Sir John Bourn, head of the NAO, 2 February 2007
Today’s report, which is the National Audit Office’s first on the preparations for London 2012, identifies six main risk areas which may impact on the Games:
- Delivering the Games against an immovable deadline.
- The need for strong governance and delivery structures given the multiplicity of organisations and groups involved in the Games.
- The requirement for the budget to be clearly determined and effectively managed.
- Applying effective procurement practices.
- Planning for a lasting legacy.
- The installation of effective progress monitoring and risk management arrangements.
Since London was chosen as the host city for 2012 some 18 months ago, the layout of the Olympic Park in East London has been finalised, nearly all the land has been acquired, and work on the physical site is underway. Progress has been made in putting in place the organisations to deliver the Games, including setting up the Olympic Delivery Authority, which will deliver the venues and infrastructure on the Olympic Park, and the London Organising Committee of the Olympic Games and Paralympic Games, which is responsible for staging the Games. The delivery structures are complex, however, and a key challenge going forward will be to achieve clear and quick decision making so that progress is not held up.
Today’s report concludes that a major risk at present to the successful delivery of the Games is the lack of a final agreed budget. This will inevitably have a detrimental impact on the Olympic programme if it is allowed to continue.
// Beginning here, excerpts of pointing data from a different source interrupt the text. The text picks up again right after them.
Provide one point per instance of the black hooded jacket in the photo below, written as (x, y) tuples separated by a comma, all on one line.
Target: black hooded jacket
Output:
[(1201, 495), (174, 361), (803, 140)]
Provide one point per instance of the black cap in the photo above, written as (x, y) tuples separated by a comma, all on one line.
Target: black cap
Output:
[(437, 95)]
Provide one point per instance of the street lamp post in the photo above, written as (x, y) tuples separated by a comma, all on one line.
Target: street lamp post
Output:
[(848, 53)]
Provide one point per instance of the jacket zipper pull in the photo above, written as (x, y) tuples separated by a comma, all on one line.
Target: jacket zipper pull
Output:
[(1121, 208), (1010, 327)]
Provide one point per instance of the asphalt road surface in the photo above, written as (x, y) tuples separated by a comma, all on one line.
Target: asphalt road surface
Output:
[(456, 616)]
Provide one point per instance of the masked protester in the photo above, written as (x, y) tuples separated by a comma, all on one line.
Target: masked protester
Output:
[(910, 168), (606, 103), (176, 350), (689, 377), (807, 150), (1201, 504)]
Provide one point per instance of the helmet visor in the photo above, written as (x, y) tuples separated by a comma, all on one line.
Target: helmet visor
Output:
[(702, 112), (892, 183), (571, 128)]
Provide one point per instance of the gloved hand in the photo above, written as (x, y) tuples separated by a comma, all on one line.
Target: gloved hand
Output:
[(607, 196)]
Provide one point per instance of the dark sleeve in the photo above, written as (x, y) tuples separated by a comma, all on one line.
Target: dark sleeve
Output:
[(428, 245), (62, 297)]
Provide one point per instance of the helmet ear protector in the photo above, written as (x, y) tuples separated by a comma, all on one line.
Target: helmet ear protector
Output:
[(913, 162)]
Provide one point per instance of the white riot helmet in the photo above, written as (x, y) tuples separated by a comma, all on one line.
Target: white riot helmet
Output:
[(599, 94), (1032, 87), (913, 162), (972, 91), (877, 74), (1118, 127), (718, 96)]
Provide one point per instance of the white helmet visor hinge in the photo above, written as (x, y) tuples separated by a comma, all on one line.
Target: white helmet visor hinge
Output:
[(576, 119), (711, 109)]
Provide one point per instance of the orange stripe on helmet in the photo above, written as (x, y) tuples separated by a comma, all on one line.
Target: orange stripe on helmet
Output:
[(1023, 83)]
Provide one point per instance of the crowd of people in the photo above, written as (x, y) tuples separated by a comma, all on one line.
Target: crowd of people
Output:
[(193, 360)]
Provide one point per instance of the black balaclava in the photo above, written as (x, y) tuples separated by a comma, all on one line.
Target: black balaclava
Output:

Substantial further public funding is likely to be required in addition to the public sector funding package of £2.375 billion agreed in 2003 and the £1.044 billion the Government is providing towards the costs of infrastructure on the site of the Olympic Park. In November 2006 the Secretary of State for Culture, Media and Sport reported that the cost estimates for the Olympic Park had increased by £900 million since the time of the bid, and a number of areas of uncertainty remain which need to be resolved quickly so that the budget can be finalised.